Bhattacharya found that the last time carbon dioxide levels in the atmosphere went above 400 parts per million, as present-day levels do, southern California had rainy summers; today it has rainy winters. The finding helps explain the hot, humid environment that made California suitable for tropical animals such as crocodiles three million years ago. Climate change likely won’t bring crocs back to the West Coast, but ecologists can use the ancient weather data to forecast the kinds of species that might thrive in a similar future. “Proxy data might seem like this obscure scientific thing, but it actually directly helps our efforts to manage climate risk,” Bhattacharya says.
Rainfall inspires even stranger proxies than leaf sediments: when ostriches eat plants that grew in rainy conditions, a signature isotope ratio of nitrogen in the soil transfers into their body and, ultimately, their eggs.
Princeton University geochemistry Ph.D. student Mingzhe (Damon) Dai collaborates with archaeologists to obtain samples of ostriches’ eggs buried among early human settlements whose inhabitants ate the birds and used the eggshells as water containers. The eggs’ nitrogen isotope ratios can thereby help reconstruct the rainfall experienced by early humans across Africa and Asia.
Dai’s initial results have revealed that rainfall was low in South Africa during the last glacial maximum and increased as the planet warmed. Dai says that changes in human culture and behavior occurred at the same time as these climate shifts, suggesting that they could have been an important driver of such alterations to the way people live.

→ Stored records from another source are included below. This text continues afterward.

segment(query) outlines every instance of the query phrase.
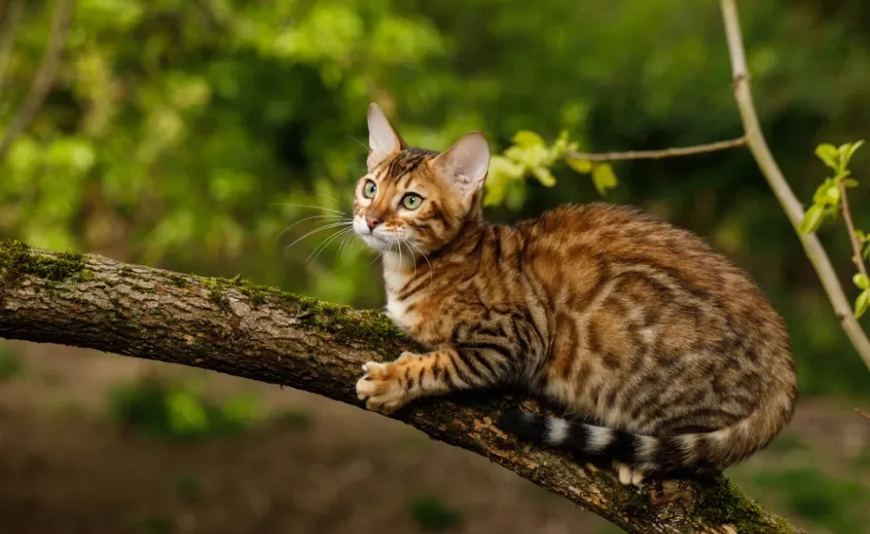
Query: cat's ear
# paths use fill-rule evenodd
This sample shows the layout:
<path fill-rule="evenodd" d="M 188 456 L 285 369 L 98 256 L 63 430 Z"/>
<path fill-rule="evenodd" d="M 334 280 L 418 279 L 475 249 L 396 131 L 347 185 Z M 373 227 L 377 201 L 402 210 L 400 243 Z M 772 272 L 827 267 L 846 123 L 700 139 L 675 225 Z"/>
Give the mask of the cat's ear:
<path fill-rule="evenodd" d="M 381 107 L 372 102 L 368 106 L 368 170 L 371 171 L 388 157 L 398 152 L 405 142 L 390 125 Z"/>
<path fill-rule="evenodd" d="M 489 171 L 489 143 L 483 134 L 466 134 L 432 159 L 432 167 L 468 201 L 480 190 Z"/>

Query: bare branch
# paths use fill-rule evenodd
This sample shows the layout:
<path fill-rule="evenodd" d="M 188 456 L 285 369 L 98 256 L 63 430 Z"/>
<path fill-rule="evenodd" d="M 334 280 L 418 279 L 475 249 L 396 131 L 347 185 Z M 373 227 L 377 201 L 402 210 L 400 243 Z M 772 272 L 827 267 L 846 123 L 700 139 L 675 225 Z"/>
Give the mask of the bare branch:
<path fill-rule="evenodd" d="M 722 19 L 725 21 L 725 33 L 728 40 L 728 52 L 731 56 L 731 69 L 734 77 L 734 93 L 737 101 L 737 107 L 740 109 L 740 116 L 743 121 L 743 129 L 746 132 L 746 142 L 750 151 L 755 158 L 755 161 L 767 180 L 770 189 L 779 201 L 780 206 L 785 211 L 792 226 L 800 239 L 807 257 L 813 264 L 816 273 L 818 275 L 827 293 L 828 300 L 833 306 L 833 311 L 840 319 L 840 323 L 846 336 L 849 336 L 852 345 L 861 356 L 867 368 L 870 369 L 870 340 L 861 328 L 858 320 L 852 315 L 852 307 L 842 286 L 837 278 L 837 273 L 831 264 L 831 259 L 822 247 L 818 237 L 813 233 L 807 235 L 802 233 L 799 227 L 803 220 L 803 207 L 797 197 L 789 187 L 785 176 L 776 164 L 773 154 L 767 147 L 767 142 L 761 132 L 761 125 L 759 123 L 759 117 L 755 111 L 755 104 L 752 101 L 752 94 L 750 90 L 749 72 L 746 69 L 746 53 L 743 52 L 743 41 L 740 31 L 740 19 L 737 16 L 737 5 L 735 0 L 720 0 L 722 7 Z"/>
<path fill-rule="evenodd" d="M 718 141 L 716 142 L 694 145 L 692 147 L 664 149 L 661 150 L 629 150 L 628 152 L 606 152 L 603 154 L 570 150 L 568 152 L 568 157 L 572 159 L 582 159 L 585 161 L 593 162 L 627 161 L 629 159 L 664 159 L 665 158 L 680 158 L 683 156 L 707 154 L 710 152 L 727 150 L 729 149 L 735 149 L 743 146 L 746 146 L 746 137 L 738 137 L 737 139 Z"/>
<path fill-rule="evenodd" d="M 15 116 L 6 129 L 3 141 L 0 141 L 0 161 L 3 161 L 15 138 L 27 130 L 33 119 L 37 117 L 45 97 L 54 85 L 54 79 L 57 77 L 57 72 L 61 67 L 61 54 L 63 52 L 67 30 L 70 28 L 70 20 L 72 19 L 75 7 L 76 0 L 57 1 L 57 6 L 54 9 L 54 22 L 52 24 L 52 33 L 48 37 L 45 54 L 43 56 L 42 64 L 37 71 L 37 76 L 33 78 L 30 93 L 24 101 L 18 115 Z"/>
<path fill-rule="evenodd" d="M 0 337 L 199 367 L 357 406 L 362 364 L 414 348 L 379 312 L 14 242 L 0 243 Z M 395 417 L 628 532 L 797 531 L 721 475 L 624 487 L 609 470 L 520 443 L 493 423 L 519 402 L 457 394 L 418 400 Z"/>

Although scientists can use conventional records such as sediment and seafloor cores to reconstruct the global climate during civilization’s early days, “the resolution is too [coarse], so it’s not that fun for us to discuss something that happened on the local scale, which is relevant to the human story,” Dai explains. Coincidentally, ostriches and early humans moved within roughly the same area in their lifetime: 85 square kilometers. If an ostrich egg reveals rainy conditions, that means an individual human settlement likely also felt that precipitation—and maybe the inhabitants changed their behavior accordingly.
Karp likes how these unusual records enable him to “use the past as an experiment.” He primarily studies chemical remnants of burned plants, called polycyclic aromatic hydrocarbons (PAHs), to trace ancient fires. He also looks at chemicals called stanols, which are found in herbivore dung and help reveal when animals such as elephants, zebras, hippopotamuses and impalas roamed the land. As ecologists contemplate reintroducing fire or animals to landscapes where human activity has removed them, Karp says it’s helpful to check such strange records to see how environments responded in the past, like in a natural field trial.
Ultimately, every proxy has its limitations; some, such as the PAHs, can come from multiple sources, so it’s hard to ensure that you’re tracking the right phenomenon. Others, such as the seabird oil, may be older than radiocarbon dating can divulge. And in general, you need several detailed experimental steps to link such an unusual record to the pattern you’re trying to study, Bhattacharya says, which adds uncertainty and error at each step.
But for many researchers, these ancient remnants are often the only clues available. “I don’t think when I first started studying science [that] I would have expected that I’d be studying poop,” Karp says. But “the more different tools you can use to look at the same question from more angles, the better and better we get toward having a good consensus on what actually happened.”